Don’t get me wrong, I’d love to meet my friends often, all the time. But this has been the most painful realisation of stepping back into the city life. Nobody has the time. And because even a simple catch up takes time and effort, nobody owes you that time or effort. It sounds naively idealistic when I hark back to the simpler life I had in Goa, when I say it was just truly so much easier to get out and get going. Whether with friends or alone. Granted, I didn’t have as many real people whom I could truly call my people, but it was very uncomplicated to meet. It’s bittersweet to realise I’m in the same city as all my people, and we’re still more in touch on whatsapp than in person. But it is the way it is. I have no complains.
It’s the nature of life here that involves navigating through the biggest hurdle of all, the traffic, which ridiculous as it sounds, dictates all schedules. Every outing involves planning, a predetermined plan of action, and some amount of praying that things go to said plan. I’m never really fully sure if a pre-committed engagement is going to actually materialise, until it does. I’m still not used to the significant coordination and pre-planning that goes into orchestrating even the simplest of outings. And that is when I sorely miss my life in Goa where getting out was as easy as that – getting. out.

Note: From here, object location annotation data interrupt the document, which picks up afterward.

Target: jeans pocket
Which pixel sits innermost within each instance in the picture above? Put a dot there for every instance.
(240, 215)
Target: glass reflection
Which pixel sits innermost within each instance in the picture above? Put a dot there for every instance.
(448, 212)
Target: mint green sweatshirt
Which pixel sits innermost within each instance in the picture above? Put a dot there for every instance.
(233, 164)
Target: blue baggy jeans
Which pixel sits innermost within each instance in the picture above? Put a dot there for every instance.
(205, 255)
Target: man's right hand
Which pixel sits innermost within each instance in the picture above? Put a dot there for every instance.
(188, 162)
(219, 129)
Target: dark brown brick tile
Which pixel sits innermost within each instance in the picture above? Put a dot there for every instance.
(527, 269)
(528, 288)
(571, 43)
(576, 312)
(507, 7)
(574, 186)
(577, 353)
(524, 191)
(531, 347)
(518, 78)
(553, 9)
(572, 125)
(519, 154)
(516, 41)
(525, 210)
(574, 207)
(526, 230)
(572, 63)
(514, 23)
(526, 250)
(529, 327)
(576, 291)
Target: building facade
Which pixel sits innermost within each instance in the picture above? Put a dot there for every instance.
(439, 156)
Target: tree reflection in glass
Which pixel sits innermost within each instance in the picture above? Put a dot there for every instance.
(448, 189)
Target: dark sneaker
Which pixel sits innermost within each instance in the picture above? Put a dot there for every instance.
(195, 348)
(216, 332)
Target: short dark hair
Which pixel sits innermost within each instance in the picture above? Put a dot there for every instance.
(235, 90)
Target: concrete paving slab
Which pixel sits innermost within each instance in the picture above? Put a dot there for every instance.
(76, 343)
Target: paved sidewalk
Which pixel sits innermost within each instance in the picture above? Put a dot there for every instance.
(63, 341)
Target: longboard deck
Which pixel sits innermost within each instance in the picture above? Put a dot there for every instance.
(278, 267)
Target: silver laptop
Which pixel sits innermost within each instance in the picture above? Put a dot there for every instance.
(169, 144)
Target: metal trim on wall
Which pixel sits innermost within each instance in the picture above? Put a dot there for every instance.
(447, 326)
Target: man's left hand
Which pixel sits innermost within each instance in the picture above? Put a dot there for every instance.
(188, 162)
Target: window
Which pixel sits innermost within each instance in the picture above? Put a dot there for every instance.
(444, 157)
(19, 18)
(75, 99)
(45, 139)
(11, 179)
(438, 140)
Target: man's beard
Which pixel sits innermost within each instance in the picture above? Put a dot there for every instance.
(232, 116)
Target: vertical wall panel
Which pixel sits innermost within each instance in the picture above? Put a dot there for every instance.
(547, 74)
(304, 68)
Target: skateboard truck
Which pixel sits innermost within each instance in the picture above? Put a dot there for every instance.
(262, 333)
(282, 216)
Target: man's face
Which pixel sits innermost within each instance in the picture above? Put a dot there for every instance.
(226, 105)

Anyhow, before this sounds like a litany of painful comparisons and like I’m complaining, let me say, I’m merely acknowledging what I’ve come to realise and how it has made me feel – a bit disappointed. On the other hand, it has forced me into a very comfortable shell. And in retrospect, I realised this is the place I needed most to be. At home. Literally, if I think about my folks’ place where I spend most of my days, and figuratively, when I think of the sense of feeling at one, or at home, in my own mind.
There is an ever pervading feeling of gratitude I feel for where I am. A feeling I didn’t know I was missing all along. It comes in dense doses that swoop in and sit snugly in the base of my heart. Heavy, leaden but bright and luminous.
When I try and talk about what I feel, I cannot find the words to quantify or describe the quality of that peaceful gratitude. At first I was unable to find the words, and it crippled me in moments of excitement and wanting to share it.
Nowadays I find myself not wanting to necessarily talk about, describe or even share it.
That in itself has brought a sense of calm.
This, is honestly the best I have felt in all my life. Happy, healthy and balanced — right into the depths of my very soul.
I guess what I’m trying to say is this. It took leaving a seemingly quiet life, where I had a noisy fire raging within, to move to the madding urban existence. It took giving up the exclusivity and embracing being lost in the cacophony of crowds. It took leaving the home I thought I’d never leave, to come back to the place I never thought I’d return. To assuage that fire. And find the peace I never knew I was missing.
The key has been to find a rhythm and balance. To go it one step at a time. Gently stringing together days of hope, punctuated by pops of stillness, weeding away my fears one at a time.
Perhaps then this wasn’t a homecoming, but a becoming.